Tüm bunlar bizi yeniden Suriye’ye getiriyor. Loyola Marymount Üniversitesi ve Massachusetts Teknoloji Enstitüsü’ndeki araştırmacıların yakın zamanda gerçekleştirdikleri bir çalışma gösteriyor ki şiddeti azalmadan devam eden küresel ısınma, Basra Körfezi’ndeki şehirleri – Abu Dabi, Dubai ve Dahran gibi- onlarca yıl içerisinde fiilen yaşanılması imkansız yerleşim birimlerine çevirebilir. Bu doğrultuda araştırmacılar durumu şöyle ifade ediyor: “Güneybatı Asya’daki birçok yerleşimin tanık olacağı gelecekteki muhtemel iklim değişikliği için Kızıldeniz’in Afrika tarafındaki -kalıcı insan yerleşimlerinden yoksun- Kuzey Afar çölünü örnek göstermek, yapılabilecek makul ve yerinde bir benzetmedir.”

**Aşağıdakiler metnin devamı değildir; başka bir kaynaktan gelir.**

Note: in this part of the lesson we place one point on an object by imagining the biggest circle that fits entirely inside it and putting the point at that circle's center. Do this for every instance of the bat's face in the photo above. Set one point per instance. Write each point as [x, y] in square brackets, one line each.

İklim değişikliği ile ilgili yapılabilecek en güçlü tahminlerden birisi, milyonlarca -belki de onlarca ya da yüz milyonlarca- insanın yeni ev, yaşam alanı arayışında olacağı yönündedir. Artık “olağanüstü derecede birbiri ile bağlantılı, bütünleşik hale” gelmiş dünyada felaketler, afetler nasıl kordon altına alınabilir ki? Yüzyılın ortalarına artık çok uzak değiliz ve bu bağlamda zaman geçtikçe Suriye mülteci krizi daha rutin bir hal almaya doğru evrilecek gibi görünüyor. Federal bütçe ile oyun oynamaktan ziyade güvenlik olgusu odaklı fikirleriyle Cumhuriyetçilerin, Paris’in başardıklarını temin edebilmek için yapabilecekleri her şeyi yapmaları gerekiyor.